🧬 Problem 1: Counting DNA nucleotides

Note

For each of these problems, you are strongly encouraged to read through the problem descriptions, especially if you're somewhat new to molecular biology. We will mostly not repeat the background concepts in these notebooks, except where they are relevant to the solutions.

The Problem

A string is simply an ordered collection of symbols selected from some alphabet and formed into a word; the length of a string is the number of symbols that it contains.

An example of a length 21 DNA string (whose alphabet contains the symbols 'A', 'C', 'G', and 'T') is "ATGCTTCAGAAAGGTCTTACG."

Given: A DNA string s of length at most 1000 nt.

Return: Four integers (separated by spaces) counting the respective number of times that the symbols 'A', 'C', 'G', and 'T' occur in s .

Sample Dataset

AGCTTTTCATTCTGACTGCAACGGGCAATATGTCTCTGTGTGGATTAAAAAAAGAGTGTCTGATAGCAGC

Sample Output

20 12 17 21

Let's see how it's done!

DNA sequences are `String`s of `Char`s

In julia, single characters and strings, which are made up of multiple characters, have different types. Char and String respectively.

They are also written differently - single quotes for a Char, and double quotes for a `String'.

julia

chr = 'a'
str = "A"
typeof(chr)

Char

julia

typeof(str)

String

In many ways, a String can be thought of as a vector of Chars, and many julia functions that operate on collections like Vectors will work on Strings. We can also loop over the contents of a string, which will treat each Char separately.

julia

for c in "banana"
	@info c
end

[ Info: b
[ Info: a
[ Info: n
[ Info: a
[ Info: n
[ Info: a

Approach 1: counting in loops

One relatively straightforward way to approach this problem is to set a variable to 0 for each base, then loop through the sequence, adding 1 to the appropriate variable at each character.

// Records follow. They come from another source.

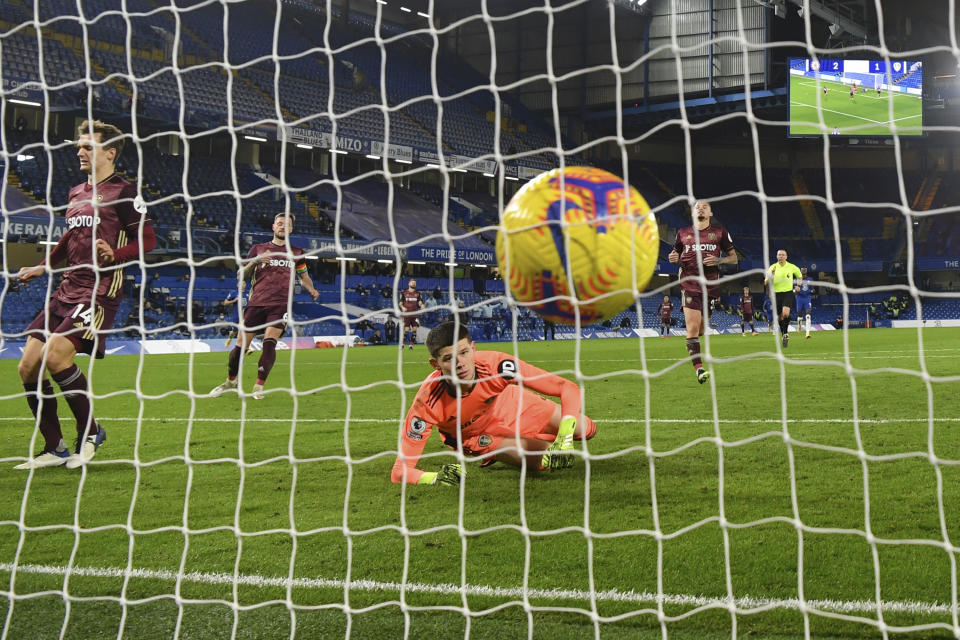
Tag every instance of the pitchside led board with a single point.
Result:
(856, 97)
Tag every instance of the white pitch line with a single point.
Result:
(515, 593)
(611, 421)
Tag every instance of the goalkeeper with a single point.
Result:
(474, 401)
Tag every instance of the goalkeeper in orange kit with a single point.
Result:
(474, 401)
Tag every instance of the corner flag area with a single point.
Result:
(866, 114)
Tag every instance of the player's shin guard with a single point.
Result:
(46, 404)
(233, 363)
(267, 357)
(693, 348)
(74, 386)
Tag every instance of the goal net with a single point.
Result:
(809, 487)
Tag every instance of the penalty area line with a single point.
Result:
(514, 593)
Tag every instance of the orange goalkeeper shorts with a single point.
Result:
(534, 413)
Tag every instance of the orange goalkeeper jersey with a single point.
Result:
(482, 409)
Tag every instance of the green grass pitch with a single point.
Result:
(867, 114)
(219, 518)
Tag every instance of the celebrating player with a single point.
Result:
(664, 310)
(105, 219)
(272, 266)
(746, 312)
(411, 302)
(707, 246)
(473, 399)
(803, 290)
(784, 273)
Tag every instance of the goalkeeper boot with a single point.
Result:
(86, 447)
(47, 458)
(702, 375)
(558, 455)
(222, 388)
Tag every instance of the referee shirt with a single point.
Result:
(783, 276)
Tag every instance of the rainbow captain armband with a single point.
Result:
(429, 477)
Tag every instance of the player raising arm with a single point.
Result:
(784, 273)
(106, 217)
(702, 244)
(273, 267)
(473, 399)
(664, 309)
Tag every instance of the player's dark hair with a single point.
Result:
(110, 136)
(442, 336)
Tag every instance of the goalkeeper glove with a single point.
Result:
(449, 474)
(557, 455)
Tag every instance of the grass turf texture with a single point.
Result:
(866, 115)
(333, 513)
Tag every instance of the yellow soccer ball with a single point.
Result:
(586, 246)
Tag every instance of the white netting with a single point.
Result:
(805, 490)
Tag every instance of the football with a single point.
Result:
(577, 242)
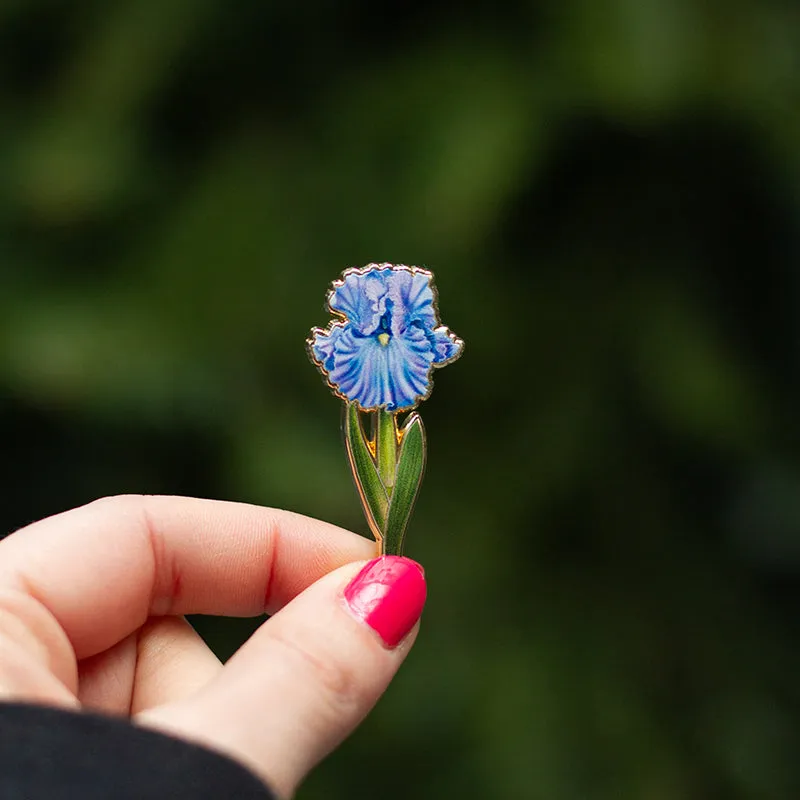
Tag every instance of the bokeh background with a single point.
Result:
(609, 195)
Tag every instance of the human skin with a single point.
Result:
(91, 617)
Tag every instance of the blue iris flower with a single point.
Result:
(382, 350)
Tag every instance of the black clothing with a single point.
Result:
(51, 754)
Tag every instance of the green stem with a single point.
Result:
(386, 447)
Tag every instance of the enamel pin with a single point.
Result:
(378, 355)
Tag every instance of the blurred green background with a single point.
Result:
(609, 195)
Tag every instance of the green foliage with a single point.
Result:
(608, 194)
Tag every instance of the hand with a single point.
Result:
(90, 617)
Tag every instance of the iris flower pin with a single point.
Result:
(378, 355)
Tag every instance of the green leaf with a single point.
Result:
(362, 463)
(410, 467)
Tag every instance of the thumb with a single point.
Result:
(309, 675)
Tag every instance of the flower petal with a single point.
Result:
(411, 294)
(445, 344)
(361, 297)
(394, 376)
(323, 343)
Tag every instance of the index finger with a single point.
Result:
(101, 570)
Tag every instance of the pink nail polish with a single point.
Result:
(389, 595)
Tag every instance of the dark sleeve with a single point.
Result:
(50, 754)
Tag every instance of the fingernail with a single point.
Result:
(389, 595)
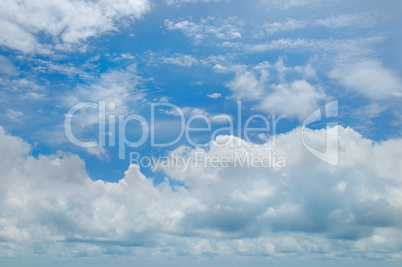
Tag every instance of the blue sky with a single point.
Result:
(242, 61)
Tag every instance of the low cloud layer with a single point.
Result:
(315, 207)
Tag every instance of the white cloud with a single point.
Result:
(368, 78)
(14, 116)
(223, 29)
(180, 60)
(214, 95)
(67, 23)
(306, 207)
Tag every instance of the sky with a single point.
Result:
(202, 132)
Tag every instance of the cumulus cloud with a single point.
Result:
(66, 23)
(307, 206)
(368, 78)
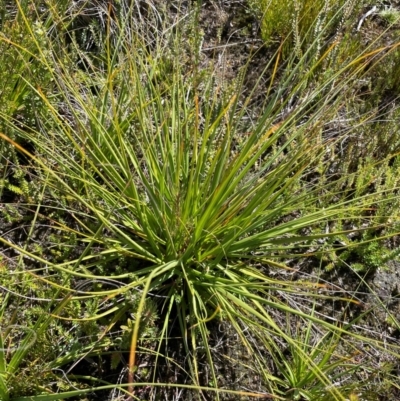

I'll also stick this into a function, so we can easily reuse the code.

julia

function countbases(seq) # here `seq` is an "argument" for the function
	a = 0
	c = 0
	g = 0
	t = 0
	for base in seq
		if base == 'A'
			a += 1 # this is equivalent to `a = a + 1`
		elseif base == 'C'
			c += 1
		elseif base == 'G'
			g += 1
		elseif base == 'T'
			t += 1
		else
			# it is often a good idea to try to handle possible mistakes explicitly
			error("Base $base is not supported")
		end
	end
	return (a, c, g, t)
end

countbases("AAA")

(3, 0, 0, 0)

Now let's see if it works on the example dataset. Remember, we should be getting the answer 20 12 17 21

julia

answer = "20 12 17 21"
input_dna = "AGCTTTTCATTCTGACTGCAACGGGCAATATGTCTCTGTGTGGATTAAAAAAAGAGTGTCTGATAGCAGC"
countbases(input_dna)

(20, 12, 17, 21)

Well, the formatting is just a bit different - The julia type is a Tuple, which is surrounded by parentheses. To fix this, we can use the join function.

julia

@assert join(countbases(input_dna), " ") == answer

Approach 2: using `count()`

Another approach is to use the built-in count() function, which takes a "predicate" function as the first argument and an iterable collection as the second argument. The predicate function must take each element of the collection, and return either true or false. The count() function then returns the number of elements that returned true.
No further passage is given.